La connessione tra le preoccupazioni ambientali e l’apertura dell’era nucleare è stata ben espressa da Barry Commoner, uno dei pionieri di un approccio genuinamente scientifico ai problemi ecologici, quando ha scritto nella sua opera pionieristica, The Closing Circle (1971): “Ho imparato a conoscere l’ambiente dalla Commissione per l’Energia Atomica degli Stati Uniti nel 1953. Fino ad allora, come la maggior parte delle persone, avevo dato più o meno per scontati l’aria, l’acqua, il suolo e l’ambiente naturale… Nel 1946 fu creata la Commissione per l’Energia Atomica (AEC) per farsi carico di un massiccio programma statunitense per sviluppare il potenziale militare, scientifico e industriale dell’energia atomica e nucleare.
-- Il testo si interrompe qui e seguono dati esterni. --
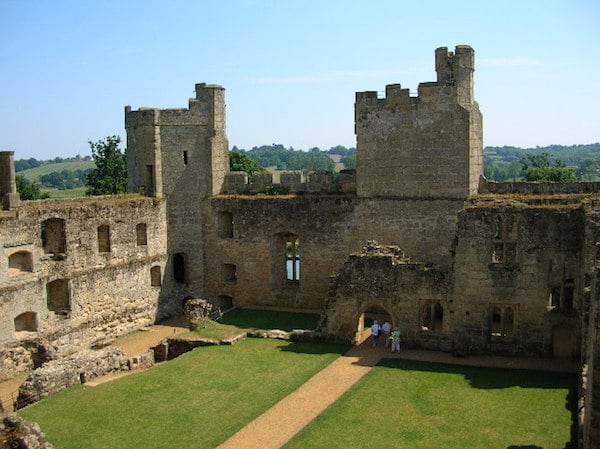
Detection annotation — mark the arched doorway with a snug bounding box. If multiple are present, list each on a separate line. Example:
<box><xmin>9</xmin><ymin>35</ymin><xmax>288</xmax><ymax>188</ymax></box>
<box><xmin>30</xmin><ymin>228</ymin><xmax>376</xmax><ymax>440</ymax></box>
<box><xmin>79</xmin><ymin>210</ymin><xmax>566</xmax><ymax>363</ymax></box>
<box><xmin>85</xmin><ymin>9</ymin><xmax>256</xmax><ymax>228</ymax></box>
<box><xmin>552</xmin><ymin>324</ymin><xmax>577</xmax><ymax>358</ymax></box>
<box><xmin>354</xmin><ymin>304</ymin><xmax>394</xmax><ymax>345</ymax></box>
Nel 1951 gli Stati Uniti avevano fatto esplodere sedici bombe di prova e l’Unione Sovietica tredici, e l’anno successivo la Gran Bretagna si unì con il suo primo test. (pagg. 49-50)

* Per un’analisi sofisticata che sottolinea l’elemento dell’interconnessione, si veda il già citato lavoro di Barry Commoner, The Closing Circle.

Un’analisi più completa dovrebbe occuparsi delle pulsioni creative/distruttive del “socialismo realmente esistente”. Per la maggior parte, tuttavia, i paesi in questione si sono sentiti obbligati a emulare e a cercare di mettersi al passo con i principali paesi capitalisti più sviluppati. In queste circostanze, l’impatto del “socialismo realmente esistente” sull’ambiente è stato difficilmente distinguibile da quello del capitalismo. Se una società di questo tipo in un contesto globale diverso, in cui si sentisse sicura e in grado di perseguire i propri obiettivi senza pressioni esterne, avrebbe un impatto qualitativamente diverso sull’ambiente, è una questione interessante, ma che esula dallo scopo di questo saggio.